Rabu, 25 Maret 2009

Sekumpulan Tragedi dalam Tubuh Reggie




Judul: DETIK
TERAKHIR
Sutradara: Nanang Istiabudi
Skenario: Alberthiene Endah dan Twen Traval
Pemain: Cornelia Agatha, Sausan
Produksi: Indika Productions


Film ini dimulai dengan sebuah tragedi. Berakhir pada sebuah pembebasan.

Tragedi itu sebuah lubang tak berdasar bernama narkoba (narkotik dan obat-obatan berbahaya). Regi (Cornelia Agatha) dan Vella (Sausan) adalah sepasang kekasih yang terjun bebas ke dalam lubang itu, tanpa menyadari dalam dan hitamnya dunia itu.

Film yang diangkat dari kisah nyata yang ditulis oleh Alberthiene Endah ini (dengan judul asli Jangan Beri Aku Narkoba) dimulai dari akhir cerita. Regi telah menyentuh dasar lubang yang hitam itu. Dia ditemukan ayahnya tergeletak babak-belur dihajar centeng. Adegan berikutnya, dia sudah terdampar di sebuah panti rehabilitasi narkoba. Seorang wartawan datang, dan bergulirlah kisah ini kepada pemirsa:

Kisah yang hampir sama dengan cerita semua penderita narkoba di tahun 1960-an yang klasik: orang tua bertengkar melulu, ibu digampar, ayah selingkuh, anak kemudian bergaul dengan kelompok anak-anak dari keluarga broken home yang kemudian saling bertukar kisah tingkah laku orang tua masing-masing. Ringkasnya, Regi mulai berkenalan dengan happy powder alias kokain dan hingga akhirnya dia masuk dalam kategori junkie, seseorang yang darahnya sudah bergantung pada narkoba.

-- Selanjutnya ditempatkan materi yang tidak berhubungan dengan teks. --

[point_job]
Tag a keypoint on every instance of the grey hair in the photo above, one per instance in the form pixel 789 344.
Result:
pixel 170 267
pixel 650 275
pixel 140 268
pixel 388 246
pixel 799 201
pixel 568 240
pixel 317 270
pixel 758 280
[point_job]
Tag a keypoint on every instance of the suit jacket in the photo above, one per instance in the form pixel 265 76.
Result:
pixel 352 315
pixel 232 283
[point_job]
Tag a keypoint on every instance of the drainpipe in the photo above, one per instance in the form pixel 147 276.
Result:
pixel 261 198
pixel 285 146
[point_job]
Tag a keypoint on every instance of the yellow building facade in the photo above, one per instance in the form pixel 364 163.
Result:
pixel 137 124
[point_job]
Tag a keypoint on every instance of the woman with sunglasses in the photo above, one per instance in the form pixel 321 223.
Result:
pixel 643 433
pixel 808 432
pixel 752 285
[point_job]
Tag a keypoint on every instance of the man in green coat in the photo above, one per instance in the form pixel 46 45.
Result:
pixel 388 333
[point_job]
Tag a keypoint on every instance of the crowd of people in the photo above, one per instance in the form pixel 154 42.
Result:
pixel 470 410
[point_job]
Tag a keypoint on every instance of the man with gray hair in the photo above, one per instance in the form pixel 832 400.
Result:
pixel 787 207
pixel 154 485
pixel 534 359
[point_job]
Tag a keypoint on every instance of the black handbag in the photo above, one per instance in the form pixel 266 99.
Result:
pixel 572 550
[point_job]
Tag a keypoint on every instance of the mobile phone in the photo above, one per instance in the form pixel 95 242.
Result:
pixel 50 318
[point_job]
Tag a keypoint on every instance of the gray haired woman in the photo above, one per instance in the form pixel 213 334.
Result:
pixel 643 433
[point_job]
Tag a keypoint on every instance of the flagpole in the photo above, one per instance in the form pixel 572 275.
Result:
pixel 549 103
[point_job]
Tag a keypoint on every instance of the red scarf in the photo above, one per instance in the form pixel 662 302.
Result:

Tetapi bukan karena soal narkoba atau adegan sakaw yang membuat bioskop penuh sesak oleh penonton remaja yang bersuit-suit. Regi menemukan cintanya pada Vella, sesama wanita, sesama junkie. Maka, adegan ciuman, percintaan (yang toh dibabat oleh Lembaga Sensor Film), dan dialog cinta antara kedua perempuan ini dinikmati dengan reaksi yang ajaib oleh penonton kita: geli, aneh, dan penuh rasa ingin tahu (omong-omong, ada baiknya bioskop kita memberlakukan peraturan soal batas usia penonton yang keras dan disiplin, sehingga film dewasa seperti ini tidak ditonton remaja yang di bawah umur-Red).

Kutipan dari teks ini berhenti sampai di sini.